Im Ost- und Mitteleuropa hat das Wiederaufleben der Idee der Zivilgesellschaft nach dem Sturz der totalitären Regierungen empirischen, ideologischen und ethischen Charakter. Es ist eine Reaktion auf das fesselnde totalitäre System und die Hegemonie des Staates. Wichtig ist aber in diesem Kontext die Tatsache, dass die besprochene Idee ihre Renaissance auch den moralischen Assoziationen verdankt. Sie sind stark mit gesellschaftlichen Bedingungen verbunden, die das Wiederaufleben dieser Idee im Osten begleiten. Die Konzeption der ethischen Zivilgesellschaft hat hier die größte Popularität. In dieser Konzeption werden die gemeinsamen, die Mitglieder verbindenden Werte akzentuiert. Die gegenwärtige Erneuerung der behandelten Idee ist somit eng mit ihrem moralischen Ausmaß verbunden.

Der ethische Kontext der Diskussion über die Zivilgesellschaft kann auch in Polen gesehen werden. Mehr als zehn Jahre nach der „Solidarność“-Entstehung sieht man positive Symptome der Rückkehr zu den aus den früheren Epochen bekannten bürgerlichen Ideen.

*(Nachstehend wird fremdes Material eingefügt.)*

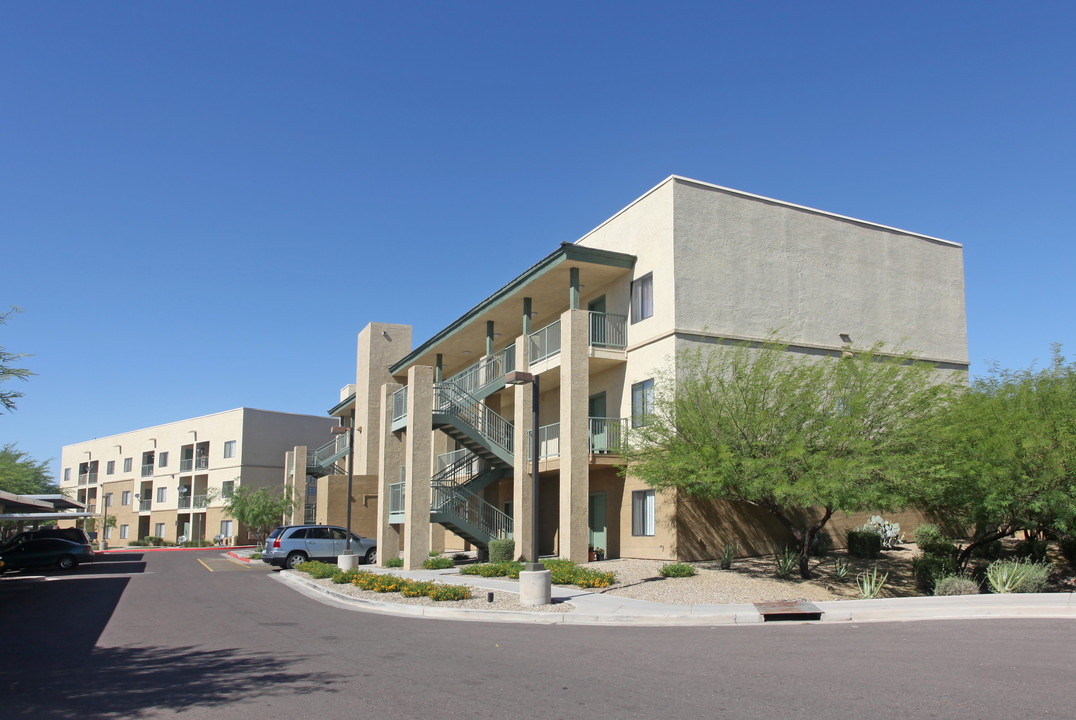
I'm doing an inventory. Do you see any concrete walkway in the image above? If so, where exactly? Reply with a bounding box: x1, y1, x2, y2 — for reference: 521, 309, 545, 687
227, 550, 1076, 625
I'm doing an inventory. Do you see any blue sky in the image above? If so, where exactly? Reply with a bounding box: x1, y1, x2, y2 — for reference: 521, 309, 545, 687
0, 1, 1076, 477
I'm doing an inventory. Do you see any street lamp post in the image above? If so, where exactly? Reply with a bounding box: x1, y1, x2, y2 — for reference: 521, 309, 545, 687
505, 370, 546, 570
329, 421, 355, 567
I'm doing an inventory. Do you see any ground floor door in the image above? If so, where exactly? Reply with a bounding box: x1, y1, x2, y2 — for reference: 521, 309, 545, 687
587, 492, 609, 552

Es gibt neue gesellschaftliche Lebensqualitäten: das zunehmende gesellschaftliche Vertrauen, die Akzeptanz der Marktwirtschaft, das zunehmende Bildungsniveau, Solidaritätsbedürfnis und der entstehende Glaube an den Erfolg gemeinsamen Handelns. Die Notwendigkeit, die Werte der Zivilgesellschaft zu erforschen, wird auch durch aktuelle Probleme bestimmt wie: die Passivität im öffentlichen Leben, die politische Passivität und die Korruption.

Das Ziel des Projekts ist die Suche, Aussonderung und Analyse der Werte der Zivilgesellschaft anhand der internationalen, aber vor allem deutschen Sekundärliteratur. Es ist wohlbegründet und interessant, eine Antwort auf folgende Fragen zu suchen: Wie definiert man (vor allem in Deutschland) den Begriff Zivilgesellschaft? In welchem Kontext spricht man über die Werte? Welche der Werte sind mit welchem Konzept der Zivilgesellschaft verbunden? Welche Rolle schreibt man diesen Werten zu? Welche Werte braucht die Zivilgesellschaft in Polen?

Die behandelten Fragen sind interdisziplinär, sie variieren zwischen Soziologie, Politik, Ethik und katholischer Soziallehre.

Deutschland ist ein guter Ort, weil hier Zivilgesellschaft seit vielen Jahren funktioniert und in dieser Hinsicht entwickelt ist. Und deswegen ist das Kennenlernen der deutschen Erfahrungen sehr wichtig.